Some of these signals have a two-way communication nature, but the communication of others, such as television or radio program signals, is not necessarily two-way.

In long-distance communications, we need optical amplifiers and sometimes we need to regenerate the optical signal in the communication path. If the energy of the received optical signals is sufficient, passive dividers, splitters, or optical switches can be used to distribute and exchange signals between different systems.

A good feature in here is to transmit two or more signal lines through a single optical fiber line by wavelength division multiplexers, which are different types of WDM, CWDM, and DWDM. Depending on the number of signal lines, we use one of three types or a combination of them and assign a specific wave length to each optical signal.
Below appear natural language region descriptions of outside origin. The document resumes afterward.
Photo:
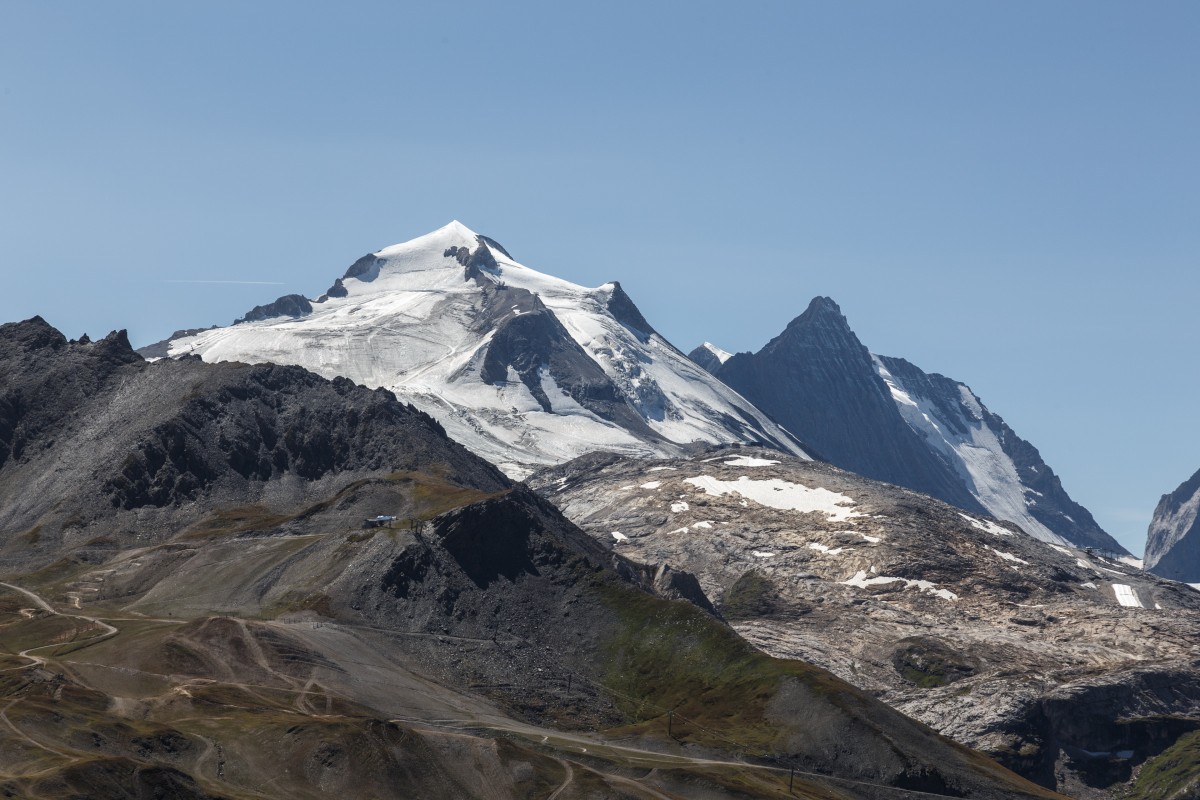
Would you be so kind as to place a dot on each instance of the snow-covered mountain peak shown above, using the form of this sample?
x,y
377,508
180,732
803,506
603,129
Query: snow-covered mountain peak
x,y
718,353
522,367
453,234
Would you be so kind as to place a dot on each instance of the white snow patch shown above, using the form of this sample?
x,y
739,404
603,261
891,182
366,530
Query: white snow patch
x,y
749,461
1007,557
721,355
1126,595
987,525
977,452
780,494
863,582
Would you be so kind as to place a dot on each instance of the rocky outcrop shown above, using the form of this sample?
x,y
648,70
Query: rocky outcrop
x,y
820,383
1067,666
886,419
1173,542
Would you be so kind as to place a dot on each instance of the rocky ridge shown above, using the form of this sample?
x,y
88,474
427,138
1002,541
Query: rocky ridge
x,y
1173,542
1067,666
522,367
190,606
886,419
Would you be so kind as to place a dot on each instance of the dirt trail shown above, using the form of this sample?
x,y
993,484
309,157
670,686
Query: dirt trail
x,y
108,630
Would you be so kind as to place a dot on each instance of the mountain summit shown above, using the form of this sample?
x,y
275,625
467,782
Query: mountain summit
x,y
1173,543
886,419
522,367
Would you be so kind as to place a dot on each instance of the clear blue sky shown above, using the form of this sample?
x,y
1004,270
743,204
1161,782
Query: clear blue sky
x,y
1007,193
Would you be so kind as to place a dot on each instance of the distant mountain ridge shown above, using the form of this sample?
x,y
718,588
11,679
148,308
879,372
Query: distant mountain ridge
x,y
1173,541
521,367
886,419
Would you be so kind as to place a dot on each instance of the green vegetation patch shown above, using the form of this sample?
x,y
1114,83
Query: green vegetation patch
x,y
671,655
1171,775
929,662
753,595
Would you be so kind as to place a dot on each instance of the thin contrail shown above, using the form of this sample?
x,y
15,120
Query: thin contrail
x,y
261,283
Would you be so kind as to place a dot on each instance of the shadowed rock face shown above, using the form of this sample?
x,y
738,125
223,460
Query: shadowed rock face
x,y
1023,649
90,431
529,340
820,383
1173,542
259,643
886,419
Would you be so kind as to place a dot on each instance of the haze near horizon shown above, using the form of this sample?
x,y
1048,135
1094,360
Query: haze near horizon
x,y
1005,194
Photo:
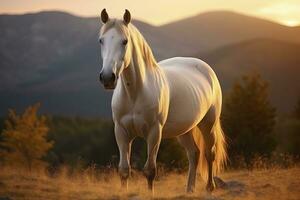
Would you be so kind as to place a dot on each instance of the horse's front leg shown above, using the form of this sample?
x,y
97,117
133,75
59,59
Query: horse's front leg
x,y
153,142
124,144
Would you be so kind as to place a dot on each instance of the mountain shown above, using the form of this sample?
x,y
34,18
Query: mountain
x,y
277,61
54,57
211,30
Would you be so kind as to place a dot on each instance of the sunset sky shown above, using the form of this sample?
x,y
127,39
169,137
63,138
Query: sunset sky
x,y
162,11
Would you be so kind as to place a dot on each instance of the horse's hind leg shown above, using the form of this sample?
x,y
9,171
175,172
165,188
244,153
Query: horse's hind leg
x,y
206,127
187,141
153,142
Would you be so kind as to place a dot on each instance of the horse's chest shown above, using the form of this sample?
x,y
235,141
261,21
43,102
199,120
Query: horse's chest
x,y
138,121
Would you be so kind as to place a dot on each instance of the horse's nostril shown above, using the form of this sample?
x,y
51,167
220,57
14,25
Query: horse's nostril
x,y
101,77
113,76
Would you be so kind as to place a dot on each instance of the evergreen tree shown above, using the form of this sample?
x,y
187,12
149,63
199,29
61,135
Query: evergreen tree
x,y
24,140
249,118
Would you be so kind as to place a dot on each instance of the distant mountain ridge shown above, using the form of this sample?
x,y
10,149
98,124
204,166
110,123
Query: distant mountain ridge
x,y
54,57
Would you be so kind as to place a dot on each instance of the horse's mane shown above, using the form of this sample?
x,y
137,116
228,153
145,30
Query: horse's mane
x,y
140,47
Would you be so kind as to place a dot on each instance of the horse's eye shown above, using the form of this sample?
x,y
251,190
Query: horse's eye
x,y
124,42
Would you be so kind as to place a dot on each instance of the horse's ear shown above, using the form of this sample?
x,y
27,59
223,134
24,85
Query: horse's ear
x,y
127,17
104,16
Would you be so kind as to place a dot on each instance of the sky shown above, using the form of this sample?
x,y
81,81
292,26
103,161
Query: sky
x,y
160,12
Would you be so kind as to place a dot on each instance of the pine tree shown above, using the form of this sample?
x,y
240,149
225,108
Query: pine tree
x,y
249,118
24,140
297,109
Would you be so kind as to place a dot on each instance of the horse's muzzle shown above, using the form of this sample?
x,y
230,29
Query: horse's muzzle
x,y
109,81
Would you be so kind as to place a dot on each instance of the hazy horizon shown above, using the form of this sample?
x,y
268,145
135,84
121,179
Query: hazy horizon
x,y
278,11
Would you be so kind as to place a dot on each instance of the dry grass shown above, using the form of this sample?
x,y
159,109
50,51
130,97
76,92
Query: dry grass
x,y
88,185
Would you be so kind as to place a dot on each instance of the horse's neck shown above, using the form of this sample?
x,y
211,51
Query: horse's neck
x,y
133,79
135,75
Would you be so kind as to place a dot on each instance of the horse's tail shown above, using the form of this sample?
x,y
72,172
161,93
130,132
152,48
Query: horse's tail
x,y
219,147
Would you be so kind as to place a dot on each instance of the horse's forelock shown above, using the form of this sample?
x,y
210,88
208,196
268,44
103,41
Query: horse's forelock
x,y
114,23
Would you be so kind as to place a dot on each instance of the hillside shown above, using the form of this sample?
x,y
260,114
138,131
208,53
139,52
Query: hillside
x,y
277,61
88,184
54,57
211,30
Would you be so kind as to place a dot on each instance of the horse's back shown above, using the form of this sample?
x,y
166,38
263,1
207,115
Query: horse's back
x,y
192,85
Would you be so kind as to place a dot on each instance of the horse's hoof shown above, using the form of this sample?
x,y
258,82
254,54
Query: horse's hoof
x,y
210,187
190,191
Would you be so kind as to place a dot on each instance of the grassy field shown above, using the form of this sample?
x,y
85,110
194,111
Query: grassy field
x,y
87,185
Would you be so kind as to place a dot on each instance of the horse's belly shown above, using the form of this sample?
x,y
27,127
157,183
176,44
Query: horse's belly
x,y
190,98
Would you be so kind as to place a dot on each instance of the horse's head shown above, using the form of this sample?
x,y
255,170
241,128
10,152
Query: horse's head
x,y
115,44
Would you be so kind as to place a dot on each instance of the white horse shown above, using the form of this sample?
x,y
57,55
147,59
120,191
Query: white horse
x,y
178,97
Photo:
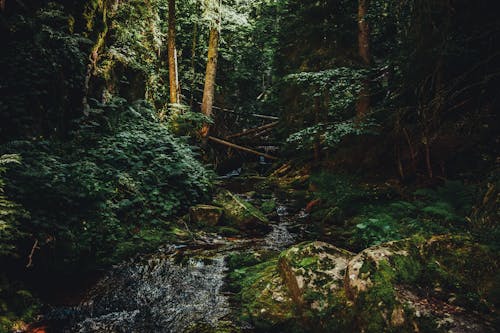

In dense DWDM optical networks, wavelength selection switches are used to drop or add an optical signal with a specific wavelength at the points of the communication path. When we need to change the wavelength of the optical signal in the communication path to apply it to the wavelength multiplexer system, the optical transponder system is used. In this system, the optical signal with a specific wavelength is received and converted into an electrical signal then after necessary processing it is converted into an optical signal at the desired wavelength.

System protection switches such as unit protection and path protection are usually used in optical networks to prevent signal interruption in the communication path. The first type is related to the failure of the main or additional units of the transmission system at the communication points. In case of failure in the main unit, the signal is switched to the additional unit. The type of path protection is related to the cut of optical fiber in the communication path. In this method, an additional path is considered for communication, and if the optical fiber cable is cut in the communication path, the signal is switched to the additional path, therefore, considering protection switches, the aforementioned signal transmission is guaranteed.

Conclusion:

In three different parts of this article, optical communications in free space, optical fiber communications and the applications of each were introduced. In terms of their special characteristics, optical fiber systems cover a large part of the information traffic in the world, and the advantages of optical fiber and low signal loss in its path are the main factors of the superiority of optical fiber networks in data transmission. A brief review was made of the structure and methods of light propagation in optical fiber types and the factors of loss and dispersion in them. In the end, as an example of the application of optical communication, a brief description of the signals and systems related to the optical transmission of content in the field of radio and TV broadcasting was given.